Patients in hospice care live longer than patients with similar conditions who are not in hospice care, according to a September 2004 study in the Journal of Pain and Symptom Management. Researchers studied 8,700 Medicare patients with 16 different terminal conditions and compared those who went to hospice care with those who did not. Researchers compared the patients' longevity and found that for all conditions, patients in hospice lived longer by days to months.
And for most conditions, the study found, the cost of care was lower for patients in hospice. Those with congestive heart failure, one of Dennis's health problems, lived nearly two months longer in hospice care, and the cost of their care was less by almost $9,000.
That kind of cost savings will be increasingly important as the the baby boom generation gets older and sicker. Though healthcare costs overall average $7,365 a year for Americans, the costs during the last year of life for those 65 and older skyrocket to $37,581, according to a study of Medicare spending in the December 2002 issue of the journal Health Services Research. The cost of the last year of life for all Americans, the study found, accounts for 22% of the nation's annual healthcare bill.
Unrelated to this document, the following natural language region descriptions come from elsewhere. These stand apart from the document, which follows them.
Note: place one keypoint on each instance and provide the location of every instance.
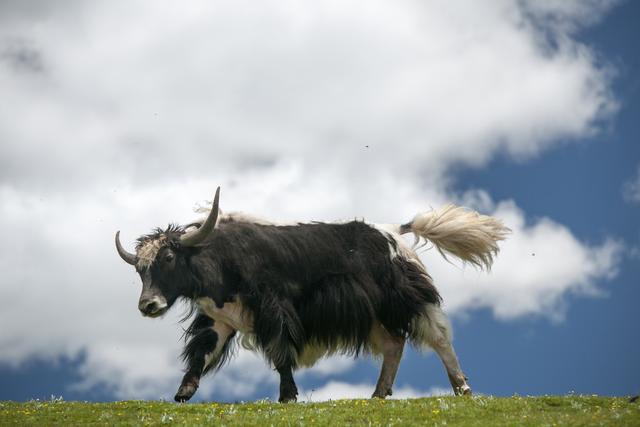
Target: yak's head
(161, 261)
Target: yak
(300, 292)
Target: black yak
(300, 292)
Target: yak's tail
(460, 232)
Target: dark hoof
(464, 390)
(288, 399)
(185, 393)
(381, 394)
(288, 395)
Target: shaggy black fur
(318, 283)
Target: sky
(127, 116)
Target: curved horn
(197, 236)
(129, 258)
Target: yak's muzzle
(152, 307)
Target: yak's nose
(148, 306)
(151, 307)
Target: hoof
(288, 399)
(381, 394)
(185, 393)
(464, 390)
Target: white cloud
(539, 265)
(317, 110)
(631, 188)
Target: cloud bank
(123, 115)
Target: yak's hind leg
(434, 330)
(205, 349)
(391, 349)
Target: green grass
(449, 411)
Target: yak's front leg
(204, 350)
(288, 389)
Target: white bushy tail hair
(460, 232)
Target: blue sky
(90, 145)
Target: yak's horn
(194, 237)
(129, 258)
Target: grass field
(449, 411)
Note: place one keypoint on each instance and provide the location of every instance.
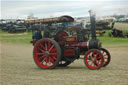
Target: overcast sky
(12, 9)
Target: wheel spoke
(51, 48)
(53, 54)
(40, 53)
(42, 46)
(43, 60)
(46, 47)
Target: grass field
(17, 66)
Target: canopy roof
(51, 20)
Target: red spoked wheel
(47, 53)
(94, 59)
(107, 56)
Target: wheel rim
(45, 54)
(94, 59)
(106, 56)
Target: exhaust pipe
(94, 43)
(93, 24)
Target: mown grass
(26, 37)
(18, 38)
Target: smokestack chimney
(93, 24)
(93, 43)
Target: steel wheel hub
(46, 53)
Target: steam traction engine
(60, 44)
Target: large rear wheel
(94, 59)
(47, 53)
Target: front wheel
(94, 59)
(47, 53)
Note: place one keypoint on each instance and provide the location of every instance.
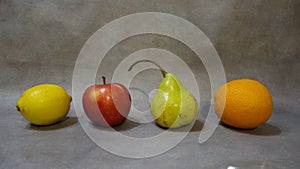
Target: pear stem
(163, 72)
(103, 80)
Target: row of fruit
(242, 103)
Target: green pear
(173, 105)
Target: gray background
(40, 41)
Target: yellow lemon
(44, 104)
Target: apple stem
(163, 72)
(103, 80)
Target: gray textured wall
(40, 41)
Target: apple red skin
(107, 104)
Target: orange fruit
(243, 103)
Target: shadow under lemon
(66, 122)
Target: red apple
(106, 104)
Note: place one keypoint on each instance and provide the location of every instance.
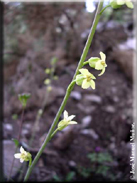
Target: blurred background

Getting a little more time for a little less money was not what drove Dennis's decision. And though she wanted no more aggressive medical intervention, she did want care— psychological, spiritual and medical—for such things as pain and symptom management.
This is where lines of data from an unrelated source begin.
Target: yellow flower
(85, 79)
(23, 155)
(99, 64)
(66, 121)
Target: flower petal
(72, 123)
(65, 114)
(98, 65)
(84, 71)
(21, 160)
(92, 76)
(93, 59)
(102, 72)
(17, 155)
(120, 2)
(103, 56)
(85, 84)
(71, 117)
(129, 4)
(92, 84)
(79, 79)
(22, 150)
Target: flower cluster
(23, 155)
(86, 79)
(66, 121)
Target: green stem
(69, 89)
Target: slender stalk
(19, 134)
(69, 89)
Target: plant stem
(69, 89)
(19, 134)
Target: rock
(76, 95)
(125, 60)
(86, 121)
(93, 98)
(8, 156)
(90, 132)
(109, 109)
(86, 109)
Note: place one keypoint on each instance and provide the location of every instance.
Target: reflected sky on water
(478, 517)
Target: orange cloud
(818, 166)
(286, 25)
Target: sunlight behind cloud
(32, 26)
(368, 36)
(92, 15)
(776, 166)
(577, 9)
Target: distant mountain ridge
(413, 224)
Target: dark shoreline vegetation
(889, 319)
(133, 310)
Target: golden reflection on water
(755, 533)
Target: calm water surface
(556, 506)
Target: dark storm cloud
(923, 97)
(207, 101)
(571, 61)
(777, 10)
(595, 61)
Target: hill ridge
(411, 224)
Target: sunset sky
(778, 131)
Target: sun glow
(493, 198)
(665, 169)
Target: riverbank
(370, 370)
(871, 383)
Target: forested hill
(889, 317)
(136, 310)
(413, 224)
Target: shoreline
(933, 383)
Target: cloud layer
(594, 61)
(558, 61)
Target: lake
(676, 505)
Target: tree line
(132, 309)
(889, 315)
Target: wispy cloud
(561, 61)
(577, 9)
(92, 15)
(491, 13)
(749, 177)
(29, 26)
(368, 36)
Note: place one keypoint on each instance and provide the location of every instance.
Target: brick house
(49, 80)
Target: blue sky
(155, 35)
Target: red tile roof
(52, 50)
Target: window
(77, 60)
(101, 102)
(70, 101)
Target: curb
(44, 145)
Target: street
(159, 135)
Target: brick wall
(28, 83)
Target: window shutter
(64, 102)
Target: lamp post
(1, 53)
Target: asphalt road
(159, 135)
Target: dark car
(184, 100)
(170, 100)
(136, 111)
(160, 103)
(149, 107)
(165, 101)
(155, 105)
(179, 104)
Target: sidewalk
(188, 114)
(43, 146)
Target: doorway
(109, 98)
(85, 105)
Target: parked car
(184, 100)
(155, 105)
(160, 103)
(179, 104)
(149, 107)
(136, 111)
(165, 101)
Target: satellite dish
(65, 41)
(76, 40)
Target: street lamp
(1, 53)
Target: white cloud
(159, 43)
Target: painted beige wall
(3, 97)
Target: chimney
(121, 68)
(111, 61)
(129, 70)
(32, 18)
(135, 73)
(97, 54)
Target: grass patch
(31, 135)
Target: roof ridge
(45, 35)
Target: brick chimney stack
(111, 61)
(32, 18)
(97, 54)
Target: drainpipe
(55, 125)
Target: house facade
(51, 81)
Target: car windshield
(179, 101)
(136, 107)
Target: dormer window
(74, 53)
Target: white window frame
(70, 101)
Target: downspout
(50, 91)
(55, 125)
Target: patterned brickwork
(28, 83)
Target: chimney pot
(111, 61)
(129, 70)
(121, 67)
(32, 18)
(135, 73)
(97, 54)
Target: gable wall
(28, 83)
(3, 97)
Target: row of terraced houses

"I'm living in my own home, by myself. I could not be doing this without hospice," she says. "My fears are minimal, but when I'm not doing well, there's someone I can call. A nurse visits me weekly, more if I need it. The chaplain comes once a week because we enjoy talking to each other. A woman comes three times a week to help me shower. And a social worker is available for anything I need."
She has used her bonus years to spend time with her children and grandchildren and to paint, read and write. As an octogenarian, she has fearlessly plunged into learning what computers can do, setting up a website and blog. "I'm free," she says. "I eat when I want to eat. I'm adept at the Internet, so I can look up whatever I want to learn."
Like Art Buchwald, she is showing that there can be a quality-of-life advantage to giving up medical treatment when medicine's promises diminish and fade. J. Donald Schumacher, president of the National Hospice and Palliative Care Organization, visited Buchwald during the writer's last year, witnessing one of the magical moments Buchwald loved so much. "When I walked in, Lauren Bacall was on the phone," Schumacher says. "She was calling from London."